Dans le cadre de l’activité d’un radioamateur, il est nécessaire d’installer des antennes afin de pouvoir émettre et recevoir.
Vient donc la question, à quelle règlementation vais ai-je être soumis ? Dans les questions qui sont souvent posées, celle-ci:
C’est une question qui est souvent posée, que les radios amateurs se posent régulièrement sans que pour autant on arrive à y apporter une réponse claire, tout le monde ayant (souvent) un point de vue différent y compris certains services instructeurs des dossiers de demande d’autorisation d’urbanisme des autorités compétentes en la matière sollicités à cette fin.

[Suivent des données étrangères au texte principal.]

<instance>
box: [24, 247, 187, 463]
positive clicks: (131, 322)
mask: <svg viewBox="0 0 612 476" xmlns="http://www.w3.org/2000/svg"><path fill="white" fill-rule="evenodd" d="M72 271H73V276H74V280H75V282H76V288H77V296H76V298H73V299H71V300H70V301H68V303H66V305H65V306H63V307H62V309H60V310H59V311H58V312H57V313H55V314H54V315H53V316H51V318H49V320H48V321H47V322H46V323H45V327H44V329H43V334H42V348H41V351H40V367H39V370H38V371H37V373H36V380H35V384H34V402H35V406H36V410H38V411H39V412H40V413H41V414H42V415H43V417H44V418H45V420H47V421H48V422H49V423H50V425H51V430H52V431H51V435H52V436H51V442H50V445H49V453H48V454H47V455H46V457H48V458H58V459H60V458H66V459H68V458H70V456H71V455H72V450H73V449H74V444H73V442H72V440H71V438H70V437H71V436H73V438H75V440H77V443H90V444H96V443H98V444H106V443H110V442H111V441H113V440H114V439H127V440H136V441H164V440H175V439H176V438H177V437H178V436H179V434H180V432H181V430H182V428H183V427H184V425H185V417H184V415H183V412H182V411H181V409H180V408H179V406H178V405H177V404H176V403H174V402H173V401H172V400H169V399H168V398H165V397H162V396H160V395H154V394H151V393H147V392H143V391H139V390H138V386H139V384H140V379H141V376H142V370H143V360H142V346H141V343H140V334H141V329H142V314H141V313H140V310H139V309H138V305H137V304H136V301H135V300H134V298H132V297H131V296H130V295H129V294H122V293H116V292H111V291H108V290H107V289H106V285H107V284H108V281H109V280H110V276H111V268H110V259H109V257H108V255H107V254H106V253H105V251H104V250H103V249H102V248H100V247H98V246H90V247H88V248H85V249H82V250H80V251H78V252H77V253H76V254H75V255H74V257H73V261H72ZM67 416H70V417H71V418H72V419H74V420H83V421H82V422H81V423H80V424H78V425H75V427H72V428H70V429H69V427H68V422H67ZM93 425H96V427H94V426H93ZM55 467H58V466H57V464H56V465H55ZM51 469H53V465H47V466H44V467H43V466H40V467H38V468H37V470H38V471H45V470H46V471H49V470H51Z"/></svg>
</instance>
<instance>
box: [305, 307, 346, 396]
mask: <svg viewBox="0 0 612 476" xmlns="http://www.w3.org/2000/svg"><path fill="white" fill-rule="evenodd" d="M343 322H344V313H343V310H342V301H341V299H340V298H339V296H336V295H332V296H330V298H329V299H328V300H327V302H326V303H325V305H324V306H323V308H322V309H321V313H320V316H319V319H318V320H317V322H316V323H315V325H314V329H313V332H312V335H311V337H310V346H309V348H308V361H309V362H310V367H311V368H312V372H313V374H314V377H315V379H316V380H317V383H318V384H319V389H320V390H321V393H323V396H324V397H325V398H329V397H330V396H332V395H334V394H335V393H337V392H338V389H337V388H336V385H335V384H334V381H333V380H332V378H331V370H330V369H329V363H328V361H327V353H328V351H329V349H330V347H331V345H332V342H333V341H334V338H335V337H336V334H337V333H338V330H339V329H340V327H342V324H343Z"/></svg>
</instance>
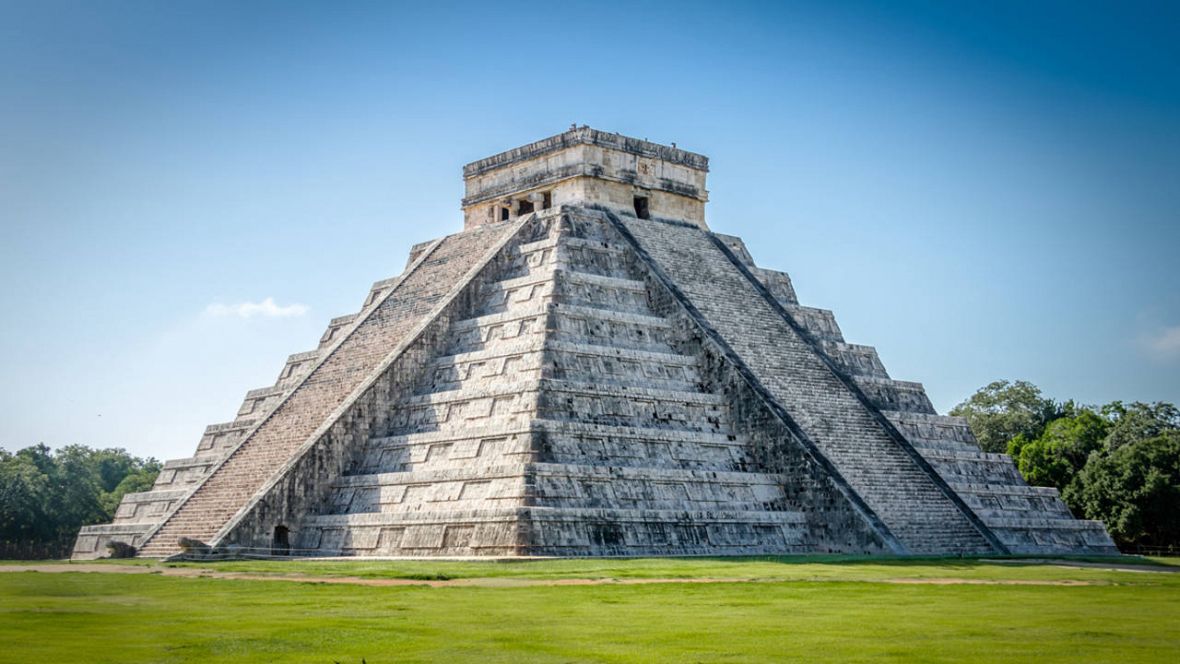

Cette question juridique a pourtant déjà été tranchée par la cour d’appel de Paris statuant en matière pénale. En effet, par un arrêt n°02-00570 du 23 octobre 2002, cette cour d’appel nous donne une réponse très claire et parfaitement transposable aux cas de figures que nous, radioamateurs, pouvons rencontrer avec l’installation de nos antennes et de leurs supports.
L’apport essentiel de cet arrêt est que la Cour précise utilement "que le mât de support n’est
pas une partie intégrante de l’antenne qui est un conducteur métallique permettant d’émettre ou de
recevoir des ondes radioélectrique". On ne saurait être plus claire :
dans la détermination de la hauteur d’une installation radioélectrique, pour savoir à quel régime
juridique du code de l’urbanisme elle relèvera ou si au contraire celle-ci sera dispensée de toute
démarche au titre du code de l’urbanisme, il ne faut pas intégrer/ajouter à la hauteur du support
(pylône) la hauteur des antennes qu’il supportera.
Dans cette affaire, une commune avait dressé un procès-verbal de constat d’infraction au code de
l’urbanisme à l’encontre d’un opérateur de téléphonie mobile pour avoir
installée des antennes qui, d’après elle, rentraient dans le champ d’application matériel
des dispositions de l’article R. 421-1, 8° du code de l’urbanisme alors en vigueur à l’époque des faits.
Cet article disposait que sont exclus du champ d’application du permis de construire les "poteaux, pylônes, candélabres
ou éoliennes d’une hauteur inférieure ou égale à 12 mètres au dessus du sol,
ainsi que les antennes d’émission ou de réception de signaux radioélectriques,
dont aucune dimension n’excède 4 mètres et, dans le cas où l’antenne comporte un réflecteur,
lorsqu’aucune dimension de ce dernier n’excède un mètre." ou plus généralement les dimensions
des antennes qu’il supportera à la hauteur de ce même pylône.
En résumé, et dans le contexte de l’époque pour lequel, et l’antenne et le pylône qui la supportait étaient susceptibles de faire l’objet d’une demande de déclaration de travaux en cas de dépassement des seuils dimensionnels alors existants, "si en application des dispositions des articles R.421-1, 8° et R.422-2 du code de l’urbanisme, l’implantation des antennes d’émission ou de réception dont une des dimensions excède 4 mètres doit faire l’objet d’une déclaration préalable, mât de support, ainsi que les poteaux et pylônes, n’étant pas une partie intégrante de l’antenne, ils ne doivent pas être pris en considération dans le calcul desdites dimensions".
Insistons sur le fait que dans la législation actuelle (donc post 2007), les antennes ne sont plus mentionnées dans le code de l’urbanisme comme étant des constructions au sens de ce code, et seul leur support doit faire l’objet d’une déclaration préalable de travaux si les dispositions cumulatives de l’article R.421-9-c sont réunies.
Dernière précision importante : lorsque l’on parle de support, c’est le pylône dans son ensemble qui doit être considéré pour déterminer sa dimension. Ainsi, si le support en est équipé, la cage à rotateur et le mat support sur lequel les antennes sont fixées (la flèche) doivent être intégralement comptabilisés dans la détermination de sa hauteur.